A presidente Patrícia Amorim disse que sim, destacando a chegada do time às quartas-de-final da competição. Muitos desdenharam, muitos ironizaram, muitos ignoraram essa declaração. Este OCE, seguindo sua filosofia de analisar o momento e sua inserção num contexto mais amplo, concorda com a afirmação da presidente do Flamengo: sim, o clube foi bem. Disputar a Copa Libertadores significa que o clube foi bem no ano anterior.
 Chegar as oitavas-de-final da competição significa que a equipe fez uma boa campanha.
 Chegar às quartas-de-final significa uma campanha muito boa. Chegar às semi-finais significa uma campanha excelente. Chegar à final é uma campanha simplesmente excepcional.
 O título… Ora, título é título e é conquista de um só em meio a quarenta competidores (nessa edição 2010). Precisamos aprender a valorizar campanhas, a dar importância à consistência, à permanência e não somente a uma conquista que não poucas vezes é fruto de um acaso.

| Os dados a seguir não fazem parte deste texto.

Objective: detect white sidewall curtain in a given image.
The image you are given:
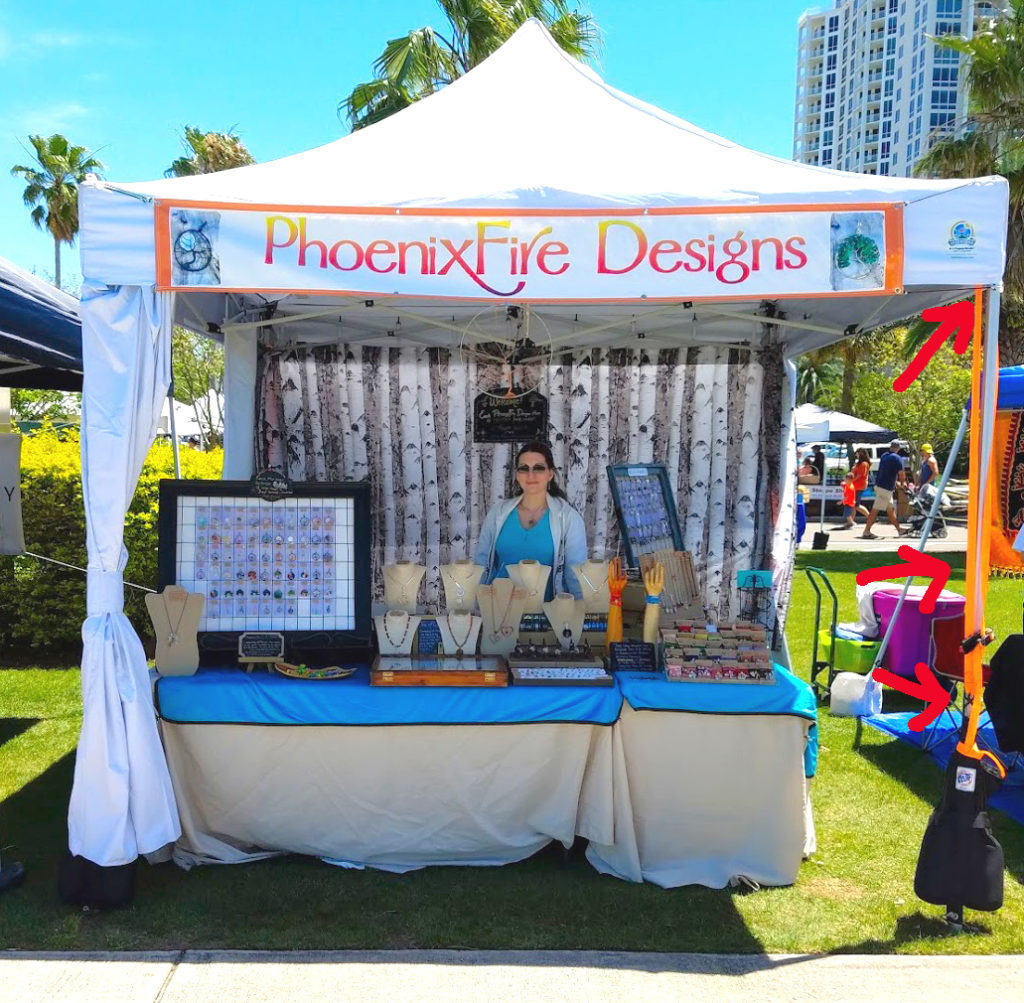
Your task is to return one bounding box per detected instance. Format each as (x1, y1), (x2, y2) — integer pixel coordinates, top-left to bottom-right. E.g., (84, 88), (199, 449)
(70, 283), (181, 866)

 Não é fácil disputar a Copa Santander Libertadores.
 Primeiro, pelos competidores em si, lembrando que a frase “não existem mais bobos no futebol” é muito verdadeira.
 Segundo, pelas diferenças dessa competição em relação às disputas brasileiras, a começar pela arbitragem.
 Terceiro, e não menos importante: em função de sua época de disputa, é muito comum os times brasileiros se encontrarem em processo de formação, de entrosamento, ou seja, ainda não estão prontos quando a disputa começa, logo nos primeiros dias de fevereiro, já tendo um deles passado (ou não) pela primeira fase classificatória.
 Então, foi bem, sim, o Flamengo nessa edição da Copa. Jogou contra equipes do Chile e da Venezuela, eliminou um igual do mesmo país e caiu diante de uma das equipes chilenas que já havia enfrentado na fase de grupos.
 Na verdade, todos os clubes brasileiros foram bem na Libertadores nesse ano, a começar pelo Corinthians, dono da melhor campanha da competição.
 Ah, mas faltou futebol.
Pois é, pode ter faltado futebol para uns, pode ter sobrado para outros, mas copas continentais devem ter uma leitura diferente dos torneios domésticos. Também posso dizer que faltou futebol ao time de Mourinho, tão óbvio e tão chato como vários times que estarão jogando na África do Sul no próximo mês, inclusive um de Pindorama. Nem por isso, entretanto, deixa de ser bom o time de Mourinho.
 Precisamos aprender a conhecer o futebol sul-americano e, fundamental, precisamos começar a respeitá-lo como adversário, sem nos julgarmos, aprioristicamente, como sempre no decorrer da história, como os reis da cocada preta, ou melhor, como os reis da bola.
 No mesmo sentido, também convém o Brasil, como um todo – povo, governo, empresas, instituições diversas –, conhecer mais e melhor os vizinhos."